Virtually all agree that there is such a thing as a universe. Some may plead the case that the universe or external reality—even our self-consciousness—is nothing but an illusion, yet only the most recalcitrant solipsist tries to argue that nothing exists. One must exist in order to make the argument that nothing exists. Given the truth that something exists and that there is a universe, philosophers and theologians historically have asked, “Why is there something rather than nothing?” That is perhaps the oldest of all philosophical questions. Those who have sought to answer it have realized that there are only three basic options to explain reality as we encounter it in our lives.
The first option is that the universe is self-existent and eternal. We have already noted that the overwhelming majority of secularists believe that the universe did have a beginning and is not eternal. The second option is that the material world is self-existent and eternal, and there are those who, in the past and even today, have made this argument. These options have one important common element: both argue that something is self-existent and eternal.
The third option is that the universe was self-created. Those who hold to this option believe that the universe came into being suddenly and dramatically by its own power, although proponents of this view do not use the language of self-creation because they understand that this concept is a logical absurdity. In order for anything to create itself, it must be its own creator, which means that it would have to exist before it was, which means it would have to be and not be at the same time and in the same relationship. That violates the most fundamental law of reason—the law of noncontradiction. Therefore, the concept of self-creation is manifestly absurd, contradictory, and irrational. To hold to such a view is bad theology and equally bad philosophy and science, because both philosophy and science rest upon the ironclad laws of reason.
One of the main aspects of the eighteenth-century Enlightenment was the assumption that “the God hypothesis” had become an unnecessary way to explain the presence of the external universe. Up until that time, the church had enjoyed respect in the philosophical realm. Throughout the Middle Ages, philosophers had not been able to gainsay the rational necessity of an eternal first cause, but by the time of the Enlightenment, science had advanced to such a degree that an alternative explanation could be used to explain the presence of the universe without an appeal to a transcendent, self-existent, eternal first cause or to God.

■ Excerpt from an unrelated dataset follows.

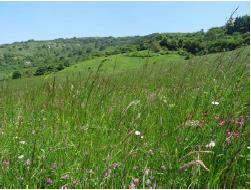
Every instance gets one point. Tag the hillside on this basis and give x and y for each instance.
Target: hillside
(33, 58)
(118, 121)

The theory was spontaneous generation—the idea that the world popped into existence on its own. There is no difference between this and the self-contradictory language of self-creation, however, so when spontaneous generation was reduced to absurdity in the scientific world, alternative concepts arose. An essay by a Nobel Prize–winning physicist acknowledged that while spontaneous generation is a philosophical impossibility, that is not the case with gradual spontaneous generation. He theorized that given enough time, nothingness can somehow work up the power to bring something into being.